Recap & Outlook: European issues remain, inversion
The US and China are the two largest economies in the world. The European Union (EU), as a block, is also a big participant in the global economy (essentially equal to China). The three grouped together account for 65% of global gross domestic product. We wrote about the US and China in the past two Outlook issues so today we write about the EU. In addition, last week the US yield curve inverted. This is a concern for investors and resulted in volatility in North American markets on Friday and overseas into the opening session this week.

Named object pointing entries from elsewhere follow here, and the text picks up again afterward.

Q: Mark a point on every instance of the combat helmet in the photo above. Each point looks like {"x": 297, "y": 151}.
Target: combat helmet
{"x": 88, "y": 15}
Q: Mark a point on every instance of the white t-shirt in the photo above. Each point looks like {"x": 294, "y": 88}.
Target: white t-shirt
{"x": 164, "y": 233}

- Regular readers of our Outlook will remember that we have been less constructive about Europe for some time. There are some structural issues in Europe that have given us caution for some time. National debt levels and deflation have been well reported on over the years. More recently, Germany, France and Italy have posted flat GDP numbers, 0.6%, 0.9% and 0.3% respectively. This puts the three largest economies (65% of EU) very close to technical recession. With Brexit concerns and other geopolitical issues, we remain concerned. Consequently, we have very little exposure to Europe in our portfolios and expect to remain this way for some time.

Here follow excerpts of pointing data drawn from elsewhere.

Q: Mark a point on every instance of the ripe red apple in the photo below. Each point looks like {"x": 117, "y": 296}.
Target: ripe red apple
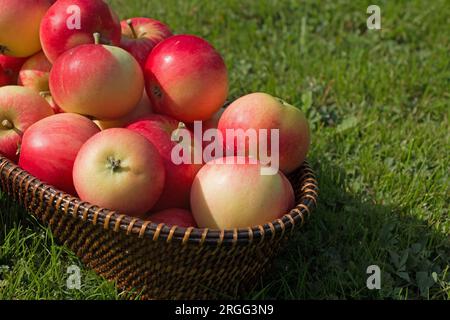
{"x": 47, "y": 96}
{"x": 141, "y": 35}
{"x": 141, "y": 111}
{"x": 100, "y": 81}
{"x": 120, "y": 170}
{"x": 186, "y": 78}
{"x": 158, "y": 129}
{"x": 9, "y": 69}
{"x": 19, "y": 25}
{"x": 35, "y": 72}
{"x": 70, "y": 23}
{"x": 50, "y": 146}
{"x": 226, "y": 196}
{"x": 262, "y": 111}
{"x": 19, "y": 108}
{"x": 173, "y": 217}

- Figure 1 presents US recession and government bond data. Without getting too technical, over time, when the interest paid on short-term bonds is higher than long-term bonds, a recession usually results within 6 months’ time. The blue line is the difference between the yield on 10-year and 2-year bonds, while the green is the difference between 10-year bonds and 3-month bills. The grey bars are US recessions. As you can see, we have approached the zone where, historically, we would be concerned. This past Friday, the green line has turned negative (first time in 12 years) and remains there Monday morning as we write this note. Based on history, this would imply a recession is coming.

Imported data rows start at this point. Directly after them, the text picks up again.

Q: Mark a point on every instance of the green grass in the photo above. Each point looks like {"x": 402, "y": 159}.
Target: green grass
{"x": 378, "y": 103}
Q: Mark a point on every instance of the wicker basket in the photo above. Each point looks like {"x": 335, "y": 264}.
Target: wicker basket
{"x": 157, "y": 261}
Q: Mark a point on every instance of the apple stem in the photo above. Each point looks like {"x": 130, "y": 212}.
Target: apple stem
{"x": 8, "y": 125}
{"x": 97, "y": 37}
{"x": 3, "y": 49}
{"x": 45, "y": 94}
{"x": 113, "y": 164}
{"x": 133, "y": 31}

“This means that” we will continue to remain underweight in Europe. It would take substantial improvement in the EU economic and political situation over the medium term for us to evolve our investment thesis. We are also following the US bond market data closely and we expect that there could be some financial market volatility from this development. Previously, we had noted that we did not see data that justified recession concern in the US but this is a new development, which we will discuss intensely at our next Investment Committee meeting.